Carne, pan, tomate, lechuga, multiplicados y sobre la mesa del quinto fin de semana en la quinta, con variaciones mínimas habíamos llegado a la primera semana de febrero. Ya estábamos ajustados a una nueva vida que pronto formaría los pasillos y salas de una nostalgia perfecta. La radio daba las noticias de las nuevas decisiones a tomar en un tierra que temblaba, la radio era el timón que me ayudaba a transformar en ideas los gritos de las visitas y las miradas de reprobación que mi viejo recibía del abuelo, mientras mi hermano y su madre se iban al primer piso y mi abuela lavaba una docena de platos con agua casi fría. Mi prima jugaba afuera corriendo luciérnagas y yo me sentaba cerca del vecino orejón para mirarle las orejas y que nadie se diera cuenta que estaba ahí, haciendo mis cuentas.

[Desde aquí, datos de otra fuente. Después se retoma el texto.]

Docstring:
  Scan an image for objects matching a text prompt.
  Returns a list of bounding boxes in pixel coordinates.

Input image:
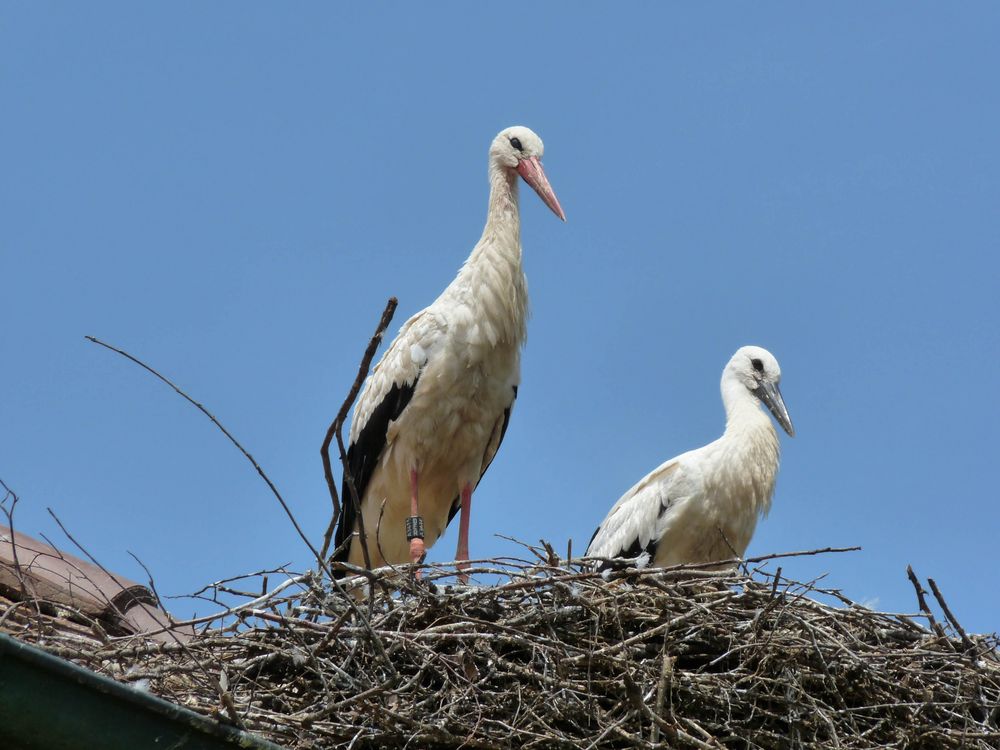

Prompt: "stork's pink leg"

[410,469,427,576]
[455,484,472,583]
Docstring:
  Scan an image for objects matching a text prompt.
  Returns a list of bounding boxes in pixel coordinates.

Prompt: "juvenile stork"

[587,346,795,567]
[334,127,566,580]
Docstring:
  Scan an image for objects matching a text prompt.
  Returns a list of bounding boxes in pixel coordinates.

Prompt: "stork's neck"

[722,379,777,443]
[450,163,528,347]
[477,162,521,247]
[716,382,781,515]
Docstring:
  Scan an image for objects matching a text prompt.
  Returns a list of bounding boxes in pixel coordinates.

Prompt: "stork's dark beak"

[517,156,566,221]
[753,380,795,437]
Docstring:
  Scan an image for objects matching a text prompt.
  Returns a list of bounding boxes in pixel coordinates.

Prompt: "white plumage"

[335,127,565,566]
[587,346,795,567]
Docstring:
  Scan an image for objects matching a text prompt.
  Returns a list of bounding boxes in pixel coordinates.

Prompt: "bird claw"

[410,537,427,564]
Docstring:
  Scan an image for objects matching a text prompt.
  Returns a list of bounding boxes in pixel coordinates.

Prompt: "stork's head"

[722,346,795,435]
[490,125,566,221]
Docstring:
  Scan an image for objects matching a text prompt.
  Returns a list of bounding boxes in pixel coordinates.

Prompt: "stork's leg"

[455,484,472,583]
[407,469,427,575]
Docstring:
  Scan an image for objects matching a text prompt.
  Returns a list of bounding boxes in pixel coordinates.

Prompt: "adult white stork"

[587,346,795,567]
[334,127,566,580]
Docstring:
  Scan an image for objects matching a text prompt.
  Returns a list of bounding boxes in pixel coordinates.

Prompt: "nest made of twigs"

[7,550,1000,748]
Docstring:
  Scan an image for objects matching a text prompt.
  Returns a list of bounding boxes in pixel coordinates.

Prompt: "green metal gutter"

[0,633,281,750]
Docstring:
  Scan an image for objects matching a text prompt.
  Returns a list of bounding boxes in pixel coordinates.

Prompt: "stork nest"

[7,547,1000,750]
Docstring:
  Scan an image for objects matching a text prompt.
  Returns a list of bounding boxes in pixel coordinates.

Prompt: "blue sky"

[0,2,1000,631]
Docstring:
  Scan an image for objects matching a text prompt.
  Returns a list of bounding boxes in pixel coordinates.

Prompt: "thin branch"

[906,565,948,638]
[319,297,399,567]
[84,336,323,564]
[83,336,396,674]
[927,578,976,652]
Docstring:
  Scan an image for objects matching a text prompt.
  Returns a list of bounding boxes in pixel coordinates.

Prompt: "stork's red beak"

[517,156,566,221]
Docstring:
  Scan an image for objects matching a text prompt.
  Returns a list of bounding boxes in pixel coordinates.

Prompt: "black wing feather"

[333,377,420,562]
[445,385,517,528]
[587,526,660,570]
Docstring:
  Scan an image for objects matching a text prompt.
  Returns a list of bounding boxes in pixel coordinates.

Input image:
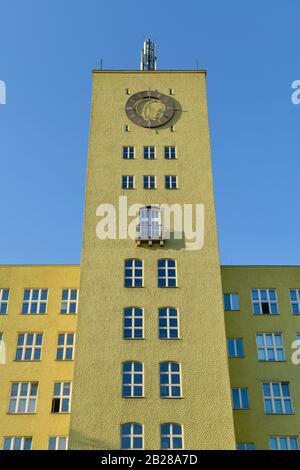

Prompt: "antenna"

[141,38,157,70]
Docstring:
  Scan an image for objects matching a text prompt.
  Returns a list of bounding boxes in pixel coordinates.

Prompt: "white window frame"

[121,175,134,190]
[231,387,250,410]
[158,307,180,340]
[143,145,156,160]
[51,380,72,414]
[157,258,177,289]
[159,361,182,399]
[262,382,294,415]
[22,287,49,315]
[223,292,240,312]
[165,175,178,189]
[143,175,156,191]
[60,287,79,315]
[122,145,135,160]
[0,287,10,316]
[15,331,44,362]
[269,436,299,450]
[164,145,177,160]
[8,382,39,414]
[256,333,285,362]
[122,361,145,398]
[48,436,69,450]
[251,288,279,315]
[160,423,184,451]
[3,436,32,450]
[124,258,144,289]
[120,423,144,450]
[123,307,144,340]
[289,289,300,315]
[227,338,244,359]
[56,331,76,361]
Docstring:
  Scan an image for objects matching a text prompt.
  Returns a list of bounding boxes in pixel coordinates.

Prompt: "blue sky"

[0,0,300,264]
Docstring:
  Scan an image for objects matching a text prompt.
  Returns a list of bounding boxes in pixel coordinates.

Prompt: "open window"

[136,206,165,245]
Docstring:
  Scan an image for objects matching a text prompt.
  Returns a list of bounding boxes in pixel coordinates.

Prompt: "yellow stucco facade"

[0,71,300,450]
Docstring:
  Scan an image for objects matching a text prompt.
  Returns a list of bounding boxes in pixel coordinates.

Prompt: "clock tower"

[70,41,235,450]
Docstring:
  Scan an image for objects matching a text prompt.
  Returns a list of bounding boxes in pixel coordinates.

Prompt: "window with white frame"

[144,175,156,189]
[269,436,299,450]
[159,362,181,398]
[290,289,300,315]
[227,338,244,357]
[137,206,164,240]
[256,333,285,361]
[3,436,32,450]
[231,388,249,410]
[48,436,68,450]
[123,146,134,160]
[56,332,75,361]
[51,382,72,413]
[160,423,184,450]
[224,294,240,311]
[236,442,254,450]
[8,382,38,414]
[165,145,176,160]
[22,289,48,315]
[165,175,178,189]
[16,333,43,361]
[122,175,134,189]
[0,289,9,315]
[251,289,279,315]
[263,382,293,414]
[158,307,179,339]
[60,289,79,315]
[121,423,144,450]
[144,145,155,160]
[124,259,144,287]
[157,259,177,287]
[122,362,144,398]
[123,307,144,339]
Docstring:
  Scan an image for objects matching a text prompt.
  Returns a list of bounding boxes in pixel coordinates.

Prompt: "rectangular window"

[122,175,134,189]
[236,442,254,450]
[165,175,178,189]
[48,436,68,450]
[256,333,285,361]
[16,333,43,361]
[0,289,9,315]
[165,145,176,160]
[227,338,244,357]
[144,175,156,189]
[144,146,155,160]
[231,388,249,410]
[269,436,299,450]
[251,289,279,315]
[60,289,79,315]
[51,382,72,413]
[56,333,75,361]
[158,307,179,339]
[3,436,32,450]
[290,289,300,315]
[8,382,38,414]
[123,146,134,160]
[123,307,144,339]
[263,382,293,414]
[22,289,48,315]
[224,294,240,311]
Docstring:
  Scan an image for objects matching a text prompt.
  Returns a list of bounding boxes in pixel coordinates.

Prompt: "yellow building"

[0,41,300,450]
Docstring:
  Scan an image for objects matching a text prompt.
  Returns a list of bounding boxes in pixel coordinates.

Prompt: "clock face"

[125,91,175,127]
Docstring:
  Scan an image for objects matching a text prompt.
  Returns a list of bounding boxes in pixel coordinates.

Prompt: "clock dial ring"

[125,90,175,128]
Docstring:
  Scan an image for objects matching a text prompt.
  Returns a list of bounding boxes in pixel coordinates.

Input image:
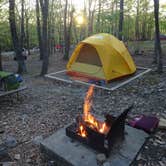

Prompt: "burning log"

[66,85,132,156]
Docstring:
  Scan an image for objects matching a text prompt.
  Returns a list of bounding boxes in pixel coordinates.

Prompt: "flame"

[78,125,87,137]
[79,85,109,137]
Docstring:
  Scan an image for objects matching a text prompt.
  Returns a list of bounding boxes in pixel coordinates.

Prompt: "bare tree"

En la noche se perdía la música y algunas voces de los que charlaban en el parque, sentados en sillas de plástico, mirando los autos y las estrellas. Nosotros estábamos en la cama, el vecino estaba en la suya y nadie más quería irse, nadie parecía querer que fuera mañana. A veces alguien levantaba un poco la voz y mi viejo, desde el borde de la pileta balanceando la cabeza, chistaba. Eran claras las noches de febrero, un aire liviano que secaba la espalda de mi viejo y movía un poco los tilos. Liviana era la respiración de mi prima, quizás había cazado una luciérnaga y eso la tenía en paz o soñaba con un país donde ella no era ella o era ella, pero sin ganas permanentes de llorar. No quería que nadie la despertara y cada vez que se escuchaba el chistido de mi viejo terminaba un sufrimiento,  del que cualquier murmullo nuevo podía encender la mecha.

Mi viejo llegó temprano, el día de la compra de los huevos llegó antes de las seis con ganas de comer tortilla. Faltaba una docena de huevos para que hubiera para todos. Aunque menos que durante la semana, el elenco estable de la quinta en el ocio había aprendido a matar el tiempo en desayunos, almuerzos, meriendas y cenas que dejaban el día reducido a un palmo bajo el sol, lejos de la mesa. Fuimos caminando al mercado, mi viejo y yo. Conocíamos a esa altura el almacén del barrio y al almacenero: un cincuentón gordo de Monte Grande. Después de los saludos de siempre y de acomodar un poco la vista a la oscuridad del local mi viejo puso sobre la mesa dos botellas de vino que había sacado de un estante y pidió la docena de huevos blancos. No recuerdo si el problema fue el precio o la falta de huevos o las dos cosas o que el tipo tenía un banderín de River cerca de la caja. La cosa es que hubo gritos, una de las botellas termino reventada contra una de las alacenas y mi viejo me sacó  a rastras.

Esa noche, no hubo tortillas, apenas un poco de vino blanco que alguien había traído el fin de semana y todos habían evitado, más unos chorizos. Después de comer sólo mi abuelo se quedó sentado en la mesa. Abuela, prima, hermano, padre y esposa se repartían por sus piezas. Estuvimos un rato sin decir nada, después se levantó, encendió la radio, empezó a mover los restos del fuego con un palo. Estábamos parados uno al lado del otro, la cara me empezaba a arder por el calor, supongo que a él también. Pensé en las patas largas y rojas de las avispas. En la radio pasaban una canción suave, en una lengua que ninguno de los dos entendíamos, pero parecía quedar bien con el ritmo de una noche donde apenas pasaban nubes en el cielo sobre un auto plateado. Era difícil pensar en ese momento cómo dos personas podían irse cada una por su lado y darse la espalda después de haberse deseado la muerte.